Previous research suggests that the Montessori method—which aims to develop both social and academic abilities in children—is a promising educational approach. Unlike conventional schools, children in Montessori classrooms can move around freely, choose from a range of educational activities, and receive no grades or rewards for performance. However, there is an overall lack of knowledge about how effective the Montessori method is, and how it compares with conventional education.
Lillard and her colleagues compared educational outcomes for a large group of children in Montessori preschools or conventional preschools in Connecticut, USA. The research team carried out a variety of assessments with the children over a three-year period, from when they were aged three until they were aged six.
"We found that children in Montessori schools did better overall than children in conventional schools," says Lillard. "The greater gains in academic achievement for Montessori children were accompanied by greater gains in social understanding, stronger persistence on challenging tasks, and more enjoyment of academic tasks."
The researchers also looked at children from two groups that typically do not perform as well at school: those from poorer backgrounds and those with lower executive function—a measurement of skills that allow someone to control their behavior to achieve a goal.
Strikingly, the Montessori preschools significantly helped low-income children to perform as well as wealthier children academically. Statistically, after 3 years in the preschool programs, low-income Montessori children performed as well as high-income children in both Montessori preschools and conventional preschools.
Similarly, the team found that children with lower executive function were not at a disadvantage in Montessori schools, and performed as well as those with higher executive function. These findings are in stark contrast with what the researchers found in conventional schools, where low-income children, and those with lower executive function, performed worse than their peers.

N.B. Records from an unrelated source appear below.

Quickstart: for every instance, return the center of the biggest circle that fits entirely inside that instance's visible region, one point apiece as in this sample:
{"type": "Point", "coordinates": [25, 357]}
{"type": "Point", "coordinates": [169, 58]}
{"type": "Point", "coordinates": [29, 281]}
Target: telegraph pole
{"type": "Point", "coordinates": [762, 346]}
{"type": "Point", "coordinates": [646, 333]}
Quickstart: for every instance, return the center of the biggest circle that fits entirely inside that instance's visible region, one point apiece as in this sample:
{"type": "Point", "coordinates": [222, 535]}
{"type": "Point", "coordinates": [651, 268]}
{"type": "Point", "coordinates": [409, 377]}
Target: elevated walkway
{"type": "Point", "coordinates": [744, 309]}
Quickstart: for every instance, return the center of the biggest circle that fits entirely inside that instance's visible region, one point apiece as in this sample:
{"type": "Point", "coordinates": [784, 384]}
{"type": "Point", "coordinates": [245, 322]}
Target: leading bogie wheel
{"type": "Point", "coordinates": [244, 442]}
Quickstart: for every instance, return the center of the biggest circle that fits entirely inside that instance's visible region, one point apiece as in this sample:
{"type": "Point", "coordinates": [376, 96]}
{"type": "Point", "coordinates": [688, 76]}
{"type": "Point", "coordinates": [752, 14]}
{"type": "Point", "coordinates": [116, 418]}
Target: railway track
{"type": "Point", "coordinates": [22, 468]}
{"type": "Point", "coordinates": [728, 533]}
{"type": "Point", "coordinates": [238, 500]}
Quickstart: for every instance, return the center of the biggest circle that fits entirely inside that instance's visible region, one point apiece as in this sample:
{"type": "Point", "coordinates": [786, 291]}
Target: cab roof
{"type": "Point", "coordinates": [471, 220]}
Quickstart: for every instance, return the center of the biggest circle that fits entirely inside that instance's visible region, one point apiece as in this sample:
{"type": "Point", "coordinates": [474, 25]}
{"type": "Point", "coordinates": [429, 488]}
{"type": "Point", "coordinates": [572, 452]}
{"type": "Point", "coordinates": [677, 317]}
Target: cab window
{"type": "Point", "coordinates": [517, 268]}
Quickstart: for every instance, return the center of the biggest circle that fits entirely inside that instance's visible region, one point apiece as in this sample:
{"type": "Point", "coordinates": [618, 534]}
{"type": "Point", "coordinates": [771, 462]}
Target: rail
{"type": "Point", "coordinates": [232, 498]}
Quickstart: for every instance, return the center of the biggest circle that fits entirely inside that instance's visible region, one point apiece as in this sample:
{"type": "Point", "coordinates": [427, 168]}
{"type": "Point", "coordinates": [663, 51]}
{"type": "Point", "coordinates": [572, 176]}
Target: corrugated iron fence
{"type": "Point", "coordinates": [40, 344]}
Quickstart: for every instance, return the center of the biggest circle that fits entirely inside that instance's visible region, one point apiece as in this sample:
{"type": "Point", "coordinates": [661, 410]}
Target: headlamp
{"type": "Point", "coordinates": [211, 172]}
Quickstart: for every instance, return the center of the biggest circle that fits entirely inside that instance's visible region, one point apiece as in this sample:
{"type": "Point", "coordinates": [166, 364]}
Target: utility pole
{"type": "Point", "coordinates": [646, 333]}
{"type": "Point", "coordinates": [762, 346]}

The team plans to investigate whether all Montessori schools are as beneficial, or if only high-quality Montessori produces these effects. Another possibility is that Montessori schools attract better teachers. Future work will look at how Montessori teacher training programs affect educational outcomes.
"Montessori education started with very poor children in a housing project in Rome, over 100 years ago," says Lillard. "However, several of today's most prominent entrepreneurs went to, and have publicly spoken about the influence of, Montessori schools."